Principle Components Analysis (PCA) is an invertible rotation. That, at least, is the case if the covariance matrix of the data vector is known: Given the statistics, the eigenvalue decomposition yields the rotation matrix, and the data vector can thus be rotated into its eigenspace.
More typically, the covariance matrix is not known, but needs to be estimated from multiple independent realizations of the data vector. From this socalled sample covariance matrix, a rotation matrix can be derived, which can then be used to rotate the matrix of data vectors into its eigenspace. PCA performed this way is a nonlinear operation, since the rotation matrix depends on the data that is rotated.
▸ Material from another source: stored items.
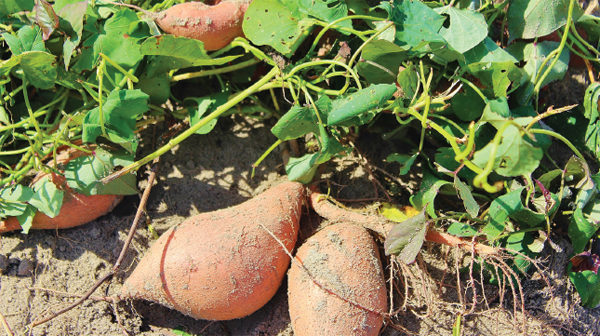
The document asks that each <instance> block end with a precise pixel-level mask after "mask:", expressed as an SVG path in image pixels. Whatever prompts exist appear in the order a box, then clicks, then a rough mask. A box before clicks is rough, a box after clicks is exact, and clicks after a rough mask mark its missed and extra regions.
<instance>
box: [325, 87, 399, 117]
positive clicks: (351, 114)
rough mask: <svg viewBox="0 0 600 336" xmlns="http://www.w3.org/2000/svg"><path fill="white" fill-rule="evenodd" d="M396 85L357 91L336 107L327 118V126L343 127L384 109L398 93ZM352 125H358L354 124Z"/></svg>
mask: <svg viewBox="0 0 600 336" xmlns="http://www.w3.org/2000/svg"><path fill="white" fill-rule="evenodd" d="M396 90H397V88H396V84H376V85H371V86H369V87H367V88H364V89H362V90H360V91H357V92H355V93H353V94H351V95H349V96H347V97H345V99H344V100H343V102H342V103H341V104H340V105H338V106H337V107H334V108H333V109H332V111H331V112H330V113H329V116H328V118H327V125H329V126H333V125H340V126H345V125H342V124H343V123H344V122H347V121H349V120H352V119H354V118H356V117H360V115H365V114H367V113H368V112H369V111H370V110H372V109H375V108H379V107H382V106H383V104H385V103H386V102H387V100H388V99H390V98H391V97H392V96H393V95H394V93H395V92H396ZM352 125H356V123H353V124H352Z"/></svg>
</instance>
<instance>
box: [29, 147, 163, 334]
mask: <svg viewBox="0 0 600 336" xmlns="http://www.w3.org/2000/svg"><path fill="white" fill-rule="evenodd" d="M159 162H160V157H157V158H156V159H154V161H153V164H152V168H151V169H150V175H149V176H148V184H147V187H146V189H144V193H143V194H142V199H141V201H140V204H139V206H138V209H137V212H136V214H135V218H134V220H133V223H132V224H131V228H130V229H129V234H128V235H127V239H126V240H125V244H124V245H123V248H122V249H121V253H120V254H119V258H118V259H117V261H116V263H115V264H114V265H113V267H112V269H111V270H110V271H109V272H108V273H106V274H105V275H104V276H102V277H100V278H99V279H98V280H97V281H96V283H94V285H93V286H92V287H91V288H90V289H88V290H87V291H86V292H85V294H83V295H81V296H80V297H79V299H77V300H76V301H75V302H73V303H72V304H70V305H68V306H66V307H63V308H62V309H60V310H58V311H57V312H54V313H52V314H50V315H48V316H46V317H43V318H39V319H36V320H35V321H33V322H32V323H31V324H30V326H29V327H30V328H33V327H36V326H38V325H40V324H44V323H46V322H48V321H50V320H52V319H54V318H55V317H58V316H60V315H62V314H64V313H66V312H68V311H69V310H71V309H73V308H75V307H77V306H79V305H80V304H82V303H83V302H84V301H85V300H88V299H89V298H90V297H91V296H92V294H93V293H94V292H95V291H96V289H98V288H99V287H100V286H101V285H102V284H103V283H104V282H106V281H108V280H109V279H111V278H112V277H113V276H114V275H115V274H116V273H117V272H118V271H119V269H120V267H121V264H122V262H123V259H125V255H126V254H127V251H128V250H129V246H130V245H131V241H132V240H133V237H134V236H135V231H136V229H137V226H138V224H139V222H140V220H141V218H142V215H143V214H144V208H145V207H146V203H147V202H148V197H149V196H150V190H151V189H152V185H153V183H154V180H155V179H156V174H157V171H158V165H159ZM113 302H114V301H113Z"/></svg>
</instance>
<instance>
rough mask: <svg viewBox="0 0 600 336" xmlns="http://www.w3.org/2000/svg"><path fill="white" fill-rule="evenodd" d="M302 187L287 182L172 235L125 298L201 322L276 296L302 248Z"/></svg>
mask: <svg viewBox="0 0 600 336" xmlns="http://www.w3.org/2000/svg"><path fill="white" fill-rule="evenodd" d="M303 200H304V187H303V186H302V184H300V183H296V182H288V183H284V184H281V185H279V186H277V187H274V188H272V189H270V190H268V191H266V192H265V193H263V194H261V195H259V196H257V197H255V198H253V199H251V200H249V201H246V202H244V203H242V204H240V205H237V206H234V207H231V208H228V209H223V210H219V211H215V212H209V213H203V214H200V215H197V216H195V217H192V218H189V219H188V220H186V221H184V222H182V223H181V224H179V225H177V226H175V227H173V228H171V229H169V230H167V231H166V232H165V233H163V234H162V236H161V237H160V238H159V239H158V240H157V241H156V242H155V243H154V245H152V247H151V248H150V250H149V251H148V253H147V254H146V255H145V256H144V257H143V258H142V260H141V261H140V263H139V265H138V266H137V267H136V269H135V270H134V271H133V273H132V274H131V276H130V277H129V278H128V279H127V280H126V281H125V283H124V285H123V288H122V291H121V298H134V299H145V300H149V301H153V302H157V303H160V304H162V305H164V306H167V307H170V308H173V309H176V310H178V311H180V312H182V313H184V314H187V315H189V316H192V317H194V318H198V319H206V320H229V319H234V318H240V317H244V316H246V315H249V314H251V313H253V312H255V311H256V310H258V309H259V308H261V307H262V306H263V305H264V304H266V303H267V302H268V301H269V300H270V299H271V298H272V297H273V295H274V294H275V292H276V291H277V289H278V288H279V286H280V285H281V282H282V280H283V277H284V276H285V273H286V270H287V268H288V266H289V262H290V259H289V257H288V256H287V254H286V251H285V250H284V249H283V247H282V246H281V245H280V243H279V242H278V241H277V240H276V239H275V238H274V237H273V236H271V234H273V235H274V236H275V237H277V239H278V240H279V241H280V242H281V243H282V244H284V245H285V247H286V249H288V250H292V249H293V248H294V245H295V243H296V238H297V235H298V227H299V220H300V214H301V210H302V203H303Z"/></svg>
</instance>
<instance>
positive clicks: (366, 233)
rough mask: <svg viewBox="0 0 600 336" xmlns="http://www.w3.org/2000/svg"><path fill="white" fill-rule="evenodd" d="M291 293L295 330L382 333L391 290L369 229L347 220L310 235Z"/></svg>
mask: <svg viewBox="0 0 600 336" xmlns="http://www.w3.org/2000/svg"><path fill="white" fill-rule="evenodd" d="M288 298H289V306H290V307H289V312H290V318H291V321H292V328H293V330H294V335H297V336H329V335H363V336H371V335H372V336H375V335H378V334H379V330H380V329H381V326H382V325H383V318H384V315H385V311H386V310H387V293H386V286H385V280H384V278H383V271H382V267H381V263H380V260H379V253H378V248H377V245H376V244H375V242H374V241H373V239H372V238H371V236H370V235H369V233H368V232H367V231H366V230H365V229H364V228H362V227H360V226H357V225H352V224H348V223H342V224H337V225H333V226H329V227H327V228H325V229H323V230H322V231H320V232H318V233H316V234H315V235H314V236H312V237H310V238H309V239H308V240H307V241H306V242H305V243H304V244H303V245H302V246H301V247H300V248H299V249H298V253H297V254H296V257H295V262H294V263H293V264H292V267H291V268H290V271H289V273H288Z"/></svg>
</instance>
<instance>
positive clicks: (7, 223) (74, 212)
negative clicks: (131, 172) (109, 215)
mask: <svg viewBox="0 0 600 336" xmlns="http://www.w3.org/2000/svg"><path fill="white" fill-rule="evenodd" d="M83 155H88V154H87V153H84V152H82V151H78V150H67V151H64V152H63V153H61V154H59V155H58V157H57V162H58V163H62V164H66V163H67V162H69V161H70V160H73V159H75V158H78V157H80V156H83ZM46 176H48V174H43V173H42V174H38V175H37V176H36V177H35V178H34V179H33V182H32V183H35V182H36V181H38V180H40V179H42V178H44V177H46ZM51 179H52V182H54V183H55V184H56V185H59V186H61V188H63V189H64V190H65V193H64V196H63V205H62V207H61V208H60V212H59V214H58V215H57V216H56V217H54V218H50V217H48V216H47V215H45V214H43V213H41V212H39V211H38V212H37V213H36V214H35V216H34V217H33V222H32V224H31V228H32V229H67V228H71V227H75V226H79V225H83V224H86V223H89V222H91V221H93V220H95V219H97V218H98V217H100V216H104V215H106V214H107V213H109V212H110V211H112V209H114V207H115V206H117V204H119V202H120V201H121V200H122V199H123V196H121V195H92V196H86V195H82V194H79V193H76V192H73V191H72V190H71V189H70V188H69V187H68V186H66V184H65V178H64V177H63V176H59V175H57V174H54V173H53V174H52V175H51ZM19 229H21V225H20V224H19V221H18V220H17V218H16V217H8V218H4V219H2V220H1V221H0V233H4V232H9V231H13V230H19Z"/></svg>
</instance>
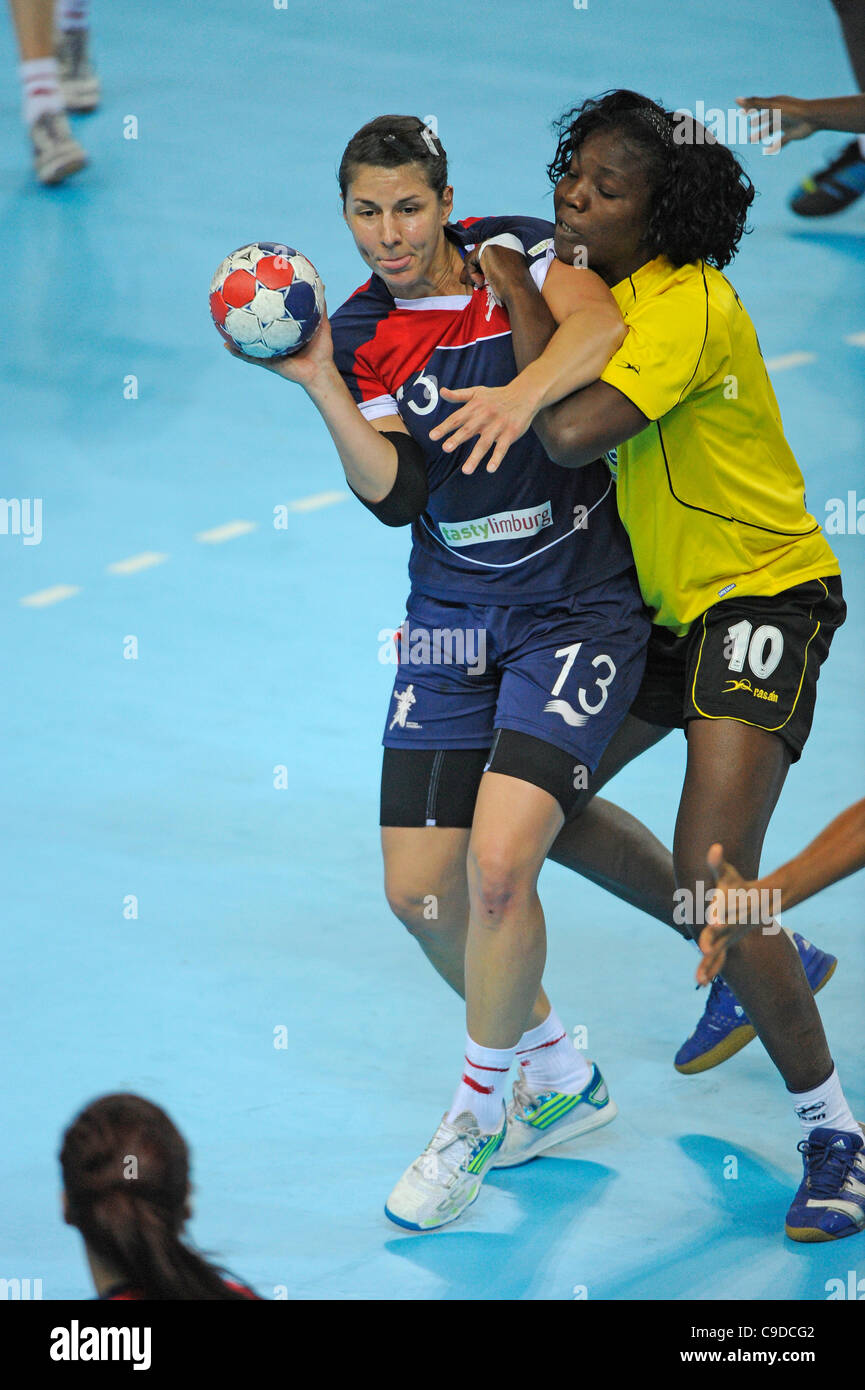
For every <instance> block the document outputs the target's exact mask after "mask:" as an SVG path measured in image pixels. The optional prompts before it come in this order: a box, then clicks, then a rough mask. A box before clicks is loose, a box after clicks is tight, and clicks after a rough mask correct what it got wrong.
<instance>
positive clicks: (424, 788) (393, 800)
mask: <svg viewBox="0 0 865 1390" xmlns="http://www.w3.org/2000/svg"><path fill="white" fill-rule="evenodd" d="M485 771H492V773H502V774H503V776H505V777H517V778H519V780H520V781H527V783H531V785H533V787H540V788H541V791H545V792H549V795H551V796H553V798H555V799H556V801H558V802H559V806H560V808H562V815H563V816H565V819H567V816H569V815H570V812H572V810H573V809H574V806H576V805H577V803H579V802H580V801H581V798H583V792H584V788H585V787H587V785H588V778H590V771H588V767H587V766H585V765H584V763H579V762H574V758H573V753H569V752H566V751H565V749H563V748H556V745H555V744H548V742H547V741H545V739H541V738H534V737H533V735H531V734H524V733H523V731H522V730H519V728H498V730H496V731H495V734H494V737H492V744H491V746H490V748H385V751H384V759H382V763H381V816H380V824H381V826H402V827H406V826H439V827H448V828H458V830H470V828H471V821H473V819H474V802H476V801H477V791H478V787H480V784H481V777H483V776H484V773H485Z"/></svg>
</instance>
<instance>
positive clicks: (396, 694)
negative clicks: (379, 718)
mask: <svg viewBox="0 0 865 1390" xmlns="http://www.w3.org/2000/svg"><path fill="white" fill-rule="evenodd" d="M394 699H395V701H396V710H395V713H394V719H392V720H391V723H389V724H388V733H389V731H391V728H394V726H395V724H399V727H401V728H423V724H417V723H416V721H414V720H413V719H409V710H410V709H412V705H416V703H417V695H416V694H414V687H413V685H406V688H405V691H394Z"/></svg>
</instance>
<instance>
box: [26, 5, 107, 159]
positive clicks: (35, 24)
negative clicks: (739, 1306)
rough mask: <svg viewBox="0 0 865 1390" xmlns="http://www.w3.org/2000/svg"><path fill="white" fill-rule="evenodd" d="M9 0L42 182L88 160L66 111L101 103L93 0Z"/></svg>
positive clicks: (32, 137) (78, 108)
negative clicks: (97, 67)
mask: <svg viewBox="0 0 865 1390" xmlns="http://www.w3.org/2000/svg"><path fill="white" fill-rule="evenodd" d="M10 4H11V10H13V22H14V25H15V36H17V39H18V51H19V54H21V67H19V70H18V71H19V75H21V86H22V93H24V124H25V125H26V128H28V131H29V136H31V142H32V146H33V167H35V172H36V178H38V179H39V182H40V183H60V182H61V179H64V178H68V177H70V174H75V172H78V170H81V168H83V167H85V164H86V163H88V154H86V150H85V149H83V147H82V146H81V145H79V143H78V140H76V139H75V138H74V136H72V132H71V129H70V122H68V118H67V114H65V113H67V111H93V110H95V108H96V107H97V106H99V78H97V76H96V74H95V71H93V68H92V65H90V58H89V32H90V31H89V0H10Z"/></svg>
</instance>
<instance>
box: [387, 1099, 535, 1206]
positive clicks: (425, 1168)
mask: <svg viewBox="0 0 865 1390" xmlns="http://www.w3.org/2000/svg"><path fill="white" fill-rule="evenodd" d="M506 1129H508V1123H506V1118H505V1106H503V1105H502V1127H501V1130H498V1131H496V1133H495V1134H481V1131H480V1129H478V1123H477V1120H476V1118H474V1115H471V1113H470V1111H463V1113H462V1115H458V1118H456V1120H455V1122H453V1125H449V1123H448V1116H446V1115H445V1116H444V1118H442V1122H441V1125H439V1126H438V1129H437V1130H435V1134H434V1136H432V1138H431V1140H430V1143H428V1144H427V1147H426V1150H424V1151H423V1154H421V1155H420V1158H416V1159H414V1162H413V1163H412V1166H410V1168H407V1169H406V1170H405V1173H403V1175H402V1177H401V1179H399V1181H398V1183H396V1187H395V1188H394V1191H392V1193H391V1195H389V1197H388V1200H387V1202H385V1208H384V1209H385V1215H387V1216H389V1218H391V1220H392V1222H396V1225H398V1226H406V1227H407V1229H409V1230H437V1229H438V1227H439V1226H446V1225H448V1222H452V1220H456V1218H458V1216H462V1213H463V1212H464V1211H466V1208H467V1207H470V1205H471V1202H473V1201H476V1200H477V1195H478V1193H480V1190H481V1183H483V1180H484V1173H485V1172H487V1169H488V1168H491V1166H492V1159H494V1158H495V1155H496V1152H498V1151H499V1148H501V1147H502V1144H503V1141H505V1133H506Z"/></svg>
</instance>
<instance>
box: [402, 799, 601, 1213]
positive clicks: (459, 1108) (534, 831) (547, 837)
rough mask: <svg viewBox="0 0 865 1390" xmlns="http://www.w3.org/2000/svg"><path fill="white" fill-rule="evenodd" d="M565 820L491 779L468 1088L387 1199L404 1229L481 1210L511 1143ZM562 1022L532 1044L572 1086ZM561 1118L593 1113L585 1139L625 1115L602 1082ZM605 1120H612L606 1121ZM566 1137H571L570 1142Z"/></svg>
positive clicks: (471, 950)
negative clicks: (538, 884)
mask: <svg viewBox="0 0 865 1390" xmlns="http://www.w3.org/2000/svg"><path fill="white" fill-rule="evenodd" d="M562 820H563V816H562V809H560V806H559V803H558V801H555V798H553V796H551V795H549V794H548V792H545V791H541V790H540V788H537V787H534V785H531V784H528V783H524V781H522V780H519V778H516V777H505V776H499V774H498V773H485V774H484V777H483V778H481V785H480V790H478V795H477V803H476V808H474V823H473V828H471V834H470V840H469V859H467V866H469V934H467V941H466V1026H467V1033H466V1049H464V1059H463V1063H462V1068H463V1070H462V1079H460V1083H459V1086H458V1088H456V1093H455V1097H453V1101H452V1104H451V1109H449V1111H448V1112H446V1113H445V1116H444V1119H442V1122H441V1125H439V1126H438V1129H437V1131H435V1134H434V1136H432V1140H431V1141H430V1144H428V1145H427V1148H426V1150H424V1152H423V1154H421V1155H420V1158H419V1159H416V1162H414V1163H412V1165H410V1168H409V1169H406V1172H405V1173H403V1176H402V1177H401V1180H399V1181H398V1184H396V1187H395V1188H394V1191H392V1193H391V1195H389V1197H388V1202H387V1205H385V1212H387V1215H388V1216H389V1218H391V1220H394V1222H396V1223H398V1225H402V1226H407V1227H410V1229H413V1230H434V1229H438V1227H439V1226H444V1225H446V1223H448V1222H451V1220H455V1219H456V1218H458V1216H459V1215H460V1213H462V1212H463V1211H464V1209H466V1207H469V1205H470V1204H471V1202H473V1201H474V1200H476V1198H477V1195H478V1193H480V1187H481V1181H483V1177H484V1175H485V1172H487V1170H488V1169H490V1168H491V1166H492V1163H494V1161H495V1158H496V1154H498V1152H499V1150H501V1148H502V1144H503V1141H505V1138H506V1131H508V1130H506V1123H505V1105H506V1099H505V1095H506V1087H508V1073H509V1070H510V1065H512V1062H513V1059H515V1055H516V1048H517V1044H519V1042H520V1040H524V1027H526V1024H527V1023H530V1022H531V1020H533V1012H534V1011H535V1009H537V1008H538V994H540V988H541V976H542V972H544V960H545V955H547V934H545V923H544V913H542V909H541V903H540V899H538V895H537V878H538V873H540V870H541V866H542V863H544V859H545V856H547V851H548V849H549V845H551V844H552V841H553V838H555V835H556V833H558V830H559V827H560V824H562ZM391 883H394V878H391ZM391 891H392V892H394V897H396V895H395V891H394V890H391ZM396 901H398V902H399V899H396ZM459 901H460V899H459V894H456V895H455V897H452V898H451V903H452V906H453V908H455V909H456V908H458V905H459ZM551 1019H553V1020H555V1022H556V1023H558V1019H555V1012H553V1011H551V1013H549V1017H548V1019H545V1020H544V1023H542V1024H541V1026H540V1027H537V1029H531V1030H530V1033H528V1040H530V1042H531V1044H535V1042H537V1045H538V1047H540V1048H541V1049H542V1051H544V1052H556V1054H558V1055H559V1056H563V1062H565V1066H566V1068H569V1069H570V1074H573V1076H576V1074H577V1072H579V1070H580V1069H581V1070H583V1072H585V1073H587V1074H588V1076H591V1074H592V1072H591V1069H590V1066H588V1063H587V1062H585V1061H584V1059H583V1058H581V1056H580V1055H579V1054H577V1052H576V1051H574V1049H573V1048H572V1047H570V1045H569V1042H567V1036H566V1033H565V1031H563V1030H560V1029H553V1030H552V1031H555V1033H559V1036H556V1037H552V1036H551V1037H549V1040H548V1041H544V1040H541V1034H544V1030H545V1029H548V1027H549V1022H551ZM595 1070H597V1069H595ZM563 1074H565V1073H563ZM559 1106H560V1108H566V1109H567V1111H569V1116H570V1112H573V1111H574V1109H576V1108H577V1106H583V1109H584V1111H588V1112H590V1113H588V1119H587V1120H583V1119H581V1123H580V1129H579V1130H577V1131H581V1129H587V1127H595V1126H597V1125H598V1123H605V1122H606V1119H612V1116H613V1113H615V1106H613V1105H612V1102H611V1101H609V1097H608V1095H606V1088H605V1087H604V1081H602V1077H601V1076H599V1073H598V1076H597V1081H595V1084H594V1098H592V1102H591V1104H590V1102H588V1101H585V1104H584V1099H583V1095H581V1093H580V1091H579V1090H577V1086H574V1087H573V1094H570V1093H569V1094H566V1095H562V1097H560V1099H559V1101H558V1102H556V1115H555V1116H551V1119H552V1118H556V1119H558V1109H559ZM602 1111H605V1112H606V1113H604V1115H601V1112H602ZM566 1137H572V1136H570V1134H562V1136H560V1138H566ZM530 1156H533V1155H530ZM517 1161H524V1159H517Z"/></svg>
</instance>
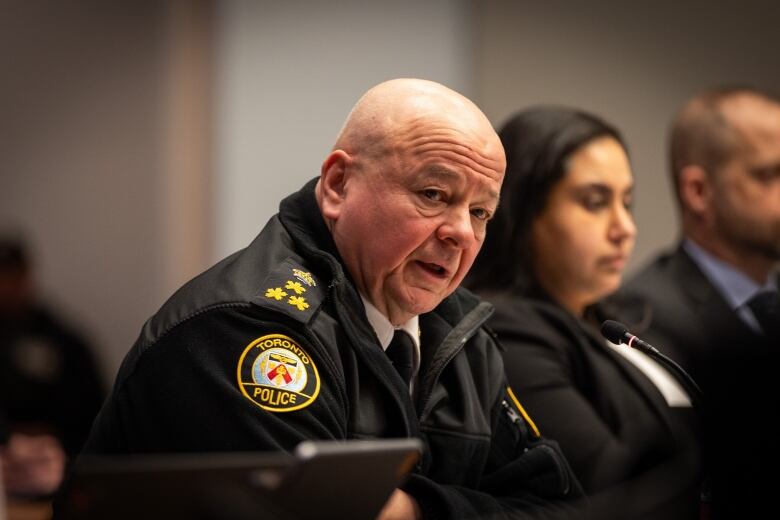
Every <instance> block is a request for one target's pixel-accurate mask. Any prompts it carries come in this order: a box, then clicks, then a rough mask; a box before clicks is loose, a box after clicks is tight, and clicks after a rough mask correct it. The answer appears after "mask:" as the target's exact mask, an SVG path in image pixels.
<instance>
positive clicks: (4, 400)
mask: <svg viewBox="0 0 780 520" xmlns="http://www.w3.org/2000/svg"><path fill="white" fill-rule="evenodd" d="M103 397H104V391H103V386H102V384H101V381H100V376H99V374H98V371H97V367H96V365H95V361H94V359H93V354H92V352H91V350H90V348H89V346H88V345H87V343H86V342H85V340H84V339H83V338H82V337H81V336H80V335H79V334H78V333H77V332H76V331H74V330H73V329H72V328H71V327H70V326H69V325H66V324H65V323H63V321H62V320H61V319H60V318H59V317H57V316H56V315H55V314H54V313H53V311H52V310H51V309H49V308H48V307H47V306H45V305H44V304H43V303H41V302H40V301H38V299H37V298H36V293H35V286H34V273H33V265H32V261H31V260H30V258H29V254H28V252H27V248H26V246H25V244H24V243H23V242H22V240H20V239H17V238H15V237H0V416H2V419H0V462H1V463H2V474H3V479H4V482H5V488H6V492H7V493H8V494H9V495H13V496H24V497H38V496H48V495H50V494H51V493H53V492H54V491H55V490H56V489H57V487H58V486H59V484H60V481H61V480H62V476H63V471H64V468H65V465H66V462H67V459H68V457H69V456H73V455H75V454H77V453H78V452H79V450H80V449H81V447H82V445H83V444H84V441H85V440H86V438H87V435H88V434H89V429H90V427H91V425H92V420H93V419H94V417H95V415H96V414H97V411H98V410H99V409H100V405H101V403H102V400H103Z"/></svg>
Moreover, if we treat this PCA as a black box, then information is lost: The rotated vectors have lost all information about the rotation. We made this more clear in one of our previous works.
But what happens if we look at online PCA? In other words, we observe independent realizations of a data vector, but we learn the covariance structure over time. PCA is performed in each time step, based on the current estimate of the covariance matrix. Our preliminary experiments suggest that online PCA can preserve information, since the information about the rotation is stored in the "transients": The first few data vectors will be rotated differently than the later ones. Surprisingly, online PCA can preserve information only if the expected value is unknown. If the expected value is known, information is lost  but it is presently unclear how much.
We believe that a similar situation occurs during whitening stochastic processes: If the power spectral density of the process is known, then the whitening filter is determined and this filter does not destroy information. If the power spectral density is not known, but estimated from multiple realizations of the process (e.g., from multiple sequences of given length), then we expect information to be lost. Finally, if we train a whitening filter online, e.g., using the LMS algorithm, then we again may have an informationpreserving system that stores information about the power spectral density in the transients.
Your task is to critically evaluate these claims: Is online PCA informationpreserving? If not, how much information do we lose? Is there a similar situation in whitening filters?
To solve these tasks, you should have at least some experience in linear algebra. Some knowledge in adaptive filtering, random processes, and information theory may also be helpful.